Joe Feldman, senior managing director at Telsey Group, notes that retailers give shareholders what they want.

“The investment community loves to see buybacks because it makes their stocks more valuable,” Lee told me. “It makes trends better than they would otherwise be.”

Covid has halted buybacks, but has since resumed

Several retailers, including Target, Kohl’s and TJX, suspended buybacks during the pandemic, but have since gone back to buying stock. TJX, for example, repurchased $300 million of stock in the second quarter, which was its first buyback since the first quarter of 2021.

Kohl’s repurchased the stock every quarter from the first quarter of 2010 through the first quarter of 2020, then held the buybacks for the remainder of 2020 and resumed in the first quarter of 2021, according to Ben Silverman, director of research at InsiderScore.

With increased cash flow, should companies return to buying stock?

“I’m not a big fan of stock buybacks,” Durban’s Berman told me. “I prefer that they increase their profits.”

Feldman is pushing Telsey’s retreat to the idea that retailers are ignoring investment in their business in favor of buybacks.

“The better quality companies are investing more heavily in digital infrastructure and in the supply chain,” he said. “Walmart is spending $13 billion on capital expenditures this year. But you can only do so much. These companies generate so much cash, that buybacks are a way to return something to shareholders.”

Black Friday discounts?

One thing is for sure: With the consumer flush with cash and inventory tight, don’t look for “half” sales on Black Friday.

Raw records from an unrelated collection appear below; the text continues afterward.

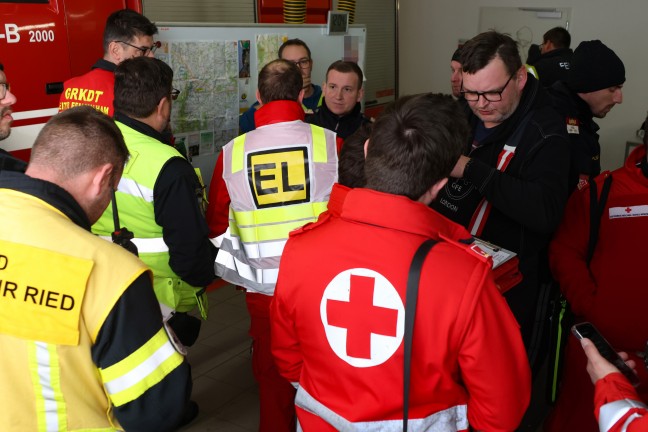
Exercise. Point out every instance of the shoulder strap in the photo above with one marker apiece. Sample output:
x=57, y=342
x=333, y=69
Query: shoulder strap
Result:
x=516, y=136
x=596, y=212
x=411, y=297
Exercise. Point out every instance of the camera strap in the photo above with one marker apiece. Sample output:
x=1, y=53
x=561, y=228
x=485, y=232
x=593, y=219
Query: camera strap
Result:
x=411, y=298
x=115, y=212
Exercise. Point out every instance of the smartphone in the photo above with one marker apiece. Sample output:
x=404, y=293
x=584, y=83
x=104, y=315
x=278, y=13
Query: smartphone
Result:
x=587, y=330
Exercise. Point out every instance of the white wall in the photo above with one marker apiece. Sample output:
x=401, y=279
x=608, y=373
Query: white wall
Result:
x=429, y=31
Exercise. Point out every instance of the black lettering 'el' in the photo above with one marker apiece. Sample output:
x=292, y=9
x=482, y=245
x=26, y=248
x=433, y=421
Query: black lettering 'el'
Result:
x=285, y=181
x=259, y=178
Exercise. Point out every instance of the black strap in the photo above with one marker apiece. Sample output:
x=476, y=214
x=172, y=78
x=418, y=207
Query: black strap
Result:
x=597, y=205
x=411, y=297
x=115, y=212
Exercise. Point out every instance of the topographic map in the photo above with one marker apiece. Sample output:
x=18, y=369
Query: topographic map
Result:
x=205, y=115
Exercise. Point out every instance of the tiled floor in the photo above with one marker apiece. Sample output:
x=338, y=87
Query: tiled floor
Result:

“There may be some modest sales, but you’re not going to see huge promotions like we saw a few years ago,” Feldman said.

It’s good news for retailers, but consumers may have to get used to the sticker shock.

“There’s a lot of full-price selling that’s offsetting the higher costs,” Feldman said. “You’d still like to have some incentive to get people into the stores, but the price is mostly full price at the moment.”

What to worry about?

Not all glass is half full.

Investors will listen carefully for an update on stocks. Nobody wants to get caught up in high demand and no supply during the holidays.

There is also concern about waning stimulus for consumers, which could have a large role in spending in the first quarter.

But the big issue is the steadily increasing prices, which are a threat to profit margins.

“At some point, you can only pay as much in terms of higher prices before the consumer backs down,” Feldman said.

“That hasn’t happened yet, but it will happen if prices continue to rise.”